On the last Materials Wednesday when I posted on perfume carriers, there was talk about
solid perfumes, so it seems reasonable to cover that, too. Personally, I’m not
a fan of solid perfumes, but I know many people like them.
Basically, solid perfumes are fragrance in a carrier of wax
and oil in a ratio that makes the resulting mass solid but spreadable. The
fragrance can be anything from essential oils to ready-made synthetic fragrance
oils or concentrates. The solid wax is heated enough to melt it, and the carrier
oil and fragrance oil are added in whatever ratio gives the desired consistency
and scent. While liquid, the mixture is poured into a small tin or jar, where
it is allowed to solidify, and voila! You have solid perfume.

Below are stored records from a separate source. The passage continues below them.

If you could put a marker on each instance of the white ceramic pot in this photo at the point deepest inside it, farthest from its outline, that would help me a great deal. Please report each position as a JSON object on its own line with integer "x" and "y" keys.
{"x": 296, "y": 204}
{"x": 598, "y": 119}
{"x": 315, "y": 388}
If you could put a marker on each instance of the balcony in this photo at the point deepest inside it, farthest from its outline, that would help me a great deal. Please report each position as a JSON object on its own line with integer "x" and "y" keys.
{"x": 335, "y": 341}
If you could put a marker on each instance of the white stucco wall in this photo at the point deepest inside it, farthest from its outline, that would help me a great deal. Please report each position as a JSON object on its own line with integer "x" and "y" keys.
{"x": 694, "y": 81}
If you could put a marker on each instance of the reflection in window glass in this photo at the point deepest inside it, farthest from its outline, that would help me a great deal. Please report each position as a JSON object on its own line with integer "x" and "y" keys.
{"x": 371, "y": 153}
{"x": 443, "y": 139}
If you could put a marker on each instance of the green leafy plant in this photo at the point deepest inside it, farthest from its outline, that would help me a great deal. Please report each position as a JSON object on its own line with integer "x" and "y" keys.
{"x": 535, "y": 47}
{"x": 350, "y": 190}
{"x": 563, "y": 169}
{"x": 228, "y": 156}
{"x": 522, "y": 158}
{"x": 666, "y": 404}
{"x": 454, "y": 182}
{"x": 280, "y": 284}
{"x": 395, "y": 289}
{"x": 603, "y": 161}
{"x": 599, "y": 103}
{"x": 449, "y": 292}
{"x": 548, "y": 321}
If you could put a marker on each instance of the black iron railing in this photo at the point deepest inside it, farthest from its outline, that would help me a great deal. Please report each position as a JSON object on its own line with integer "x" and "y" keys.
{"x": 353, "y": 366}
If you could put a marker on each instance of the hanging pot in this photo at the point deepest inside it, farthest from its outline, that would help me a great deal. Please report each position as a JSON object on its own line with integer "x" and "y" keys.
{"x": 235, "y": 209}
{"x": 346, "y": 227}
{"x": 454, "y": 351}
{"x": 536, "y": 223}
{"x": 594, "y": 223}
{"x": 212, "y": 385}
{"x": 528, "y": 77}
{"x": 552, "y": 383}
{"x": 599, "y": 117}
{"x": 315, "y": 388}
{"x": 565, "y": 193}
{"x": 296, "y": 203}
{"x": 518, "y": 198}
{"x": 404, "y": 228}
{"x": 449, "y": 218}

The high-end commercial “natural” and/or low-end DIY solid
perfume formulas typically use beeswax, candelilla wax, carnauba wax, shea
butter, cocoa butter, or mango butter along with various liquid oils like
almond, coconut, olive, sunflower, grape seed, or jojoba. Many of these ingredients
have scents of their own, so contribute subtly to the final fragrance, which is
one reason why solid perfumes often smell a little different from liquid ones.
There are not a lot of mass-market commercial solid perfumes,
and those that exist do not disclose all of their ingredients, but they probably
use soy wax, paraffin wax, deodorized castor oil, mineral oil, and small
amounts of other “natural”-sounding waxes and oils like the ones mentioned
above, along with synthetic/mixed-media fragrance concentrates.

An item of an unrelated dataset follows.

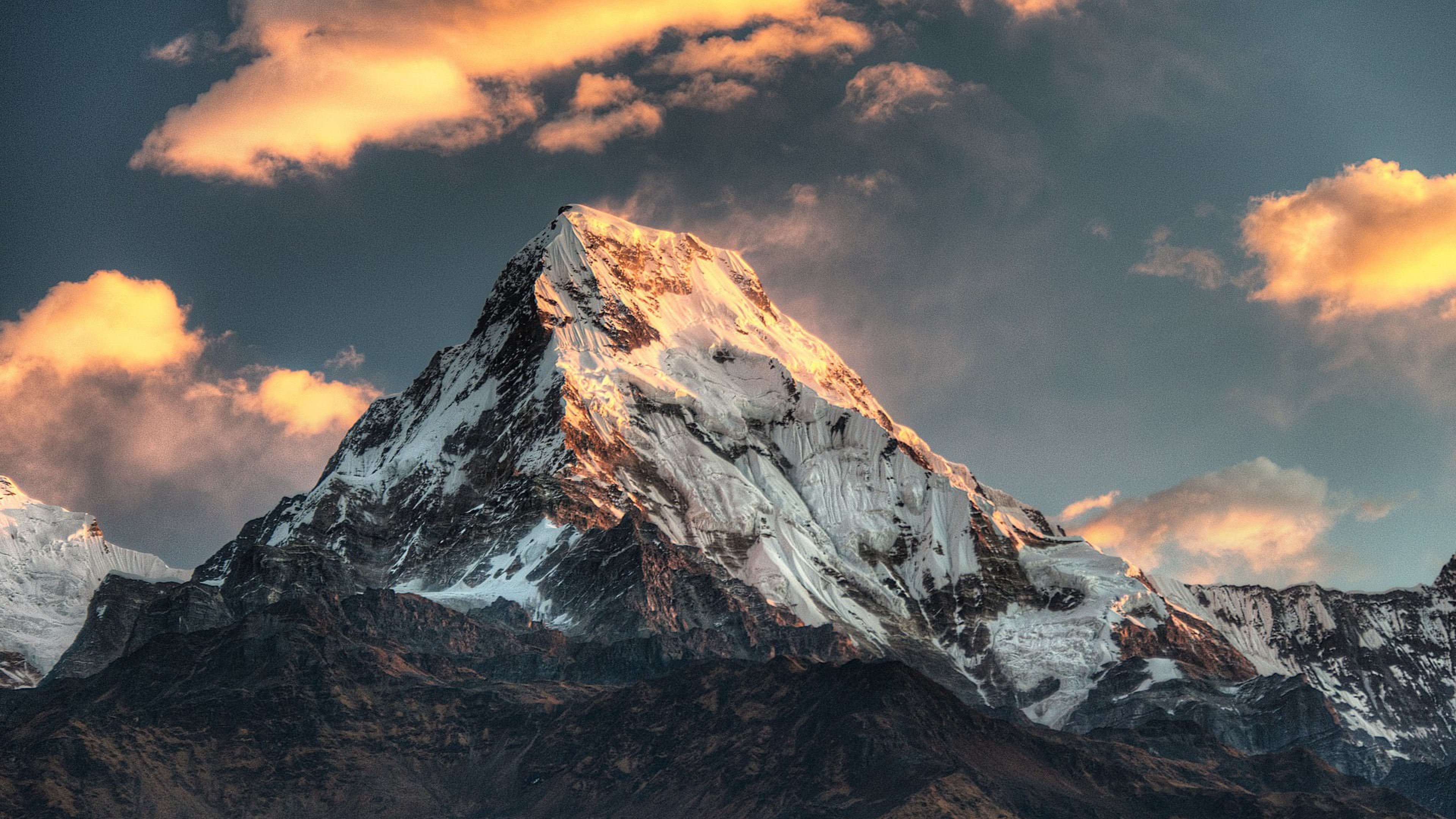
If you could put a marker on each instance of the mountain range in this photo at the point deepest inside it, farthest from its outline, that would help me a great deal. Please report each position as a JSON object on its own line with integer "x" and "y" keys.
{"x": 643, "y": 543}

Next week I’ll actually start on the perfume materials
themselves.
[Beeswax photos are from Wikimedia, solid perfume photos from retailers' websites, and Fresh Life bottle from Fragrantica]
Thank you for the details on solid perfumes! I am actually also not a fan of solid perfumes, because they maybe wear too close to the skin for me? Not sure if that is me imagining it, or a function of the aromachemicals interacting with the solid carrier. I do know people who strongely prefer solid perfumes because they find the smell of alcohol-based perfumes too alcohol-y...which I don't understand either :)

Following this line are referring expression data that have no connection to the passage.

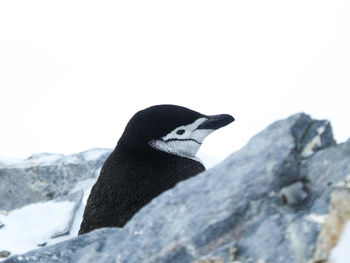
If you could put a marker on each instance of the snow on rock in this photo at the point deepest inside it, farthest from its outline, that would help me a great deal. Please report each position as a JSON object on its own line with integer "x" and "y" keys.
{"x": 255, "y": 206}
{"x": 40, "y": 224}
{"x": 44, "y": 177}
{"x": 34, "y": 224}
{"x": 340, "y": 253}
{"x": 94, "y": 154}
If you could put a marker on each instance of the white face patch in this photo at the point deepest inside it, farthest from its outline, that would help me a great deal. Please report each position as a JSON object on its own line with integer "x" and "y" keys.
{"x": 184, "y": 140}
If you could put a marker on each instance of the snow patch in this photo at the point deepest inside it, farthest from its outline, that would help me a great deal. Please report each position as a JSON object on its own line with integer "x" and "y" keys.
{"x": 94, "y": 154}
{"x": 340, "y": 253}
{"x": 319, "y": 219}
{"x": 315, "y": 142}
{"x": 34, "y": 224}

ReplyDeleteI think the perception of liquid perfumes as too "alcohol-y" is an illusion created by the idea that the perfume contains alcohol, and by the fleeting perception of alcohol for a few seconds when the perfume is first applied. There is no way that the alcohol smell could persist. On the other hand, the smell of carrier waxes and oils in solid perfumes does persist, muddying and muting the smell of the fragrance itself. Some people probably like that. I happen not to.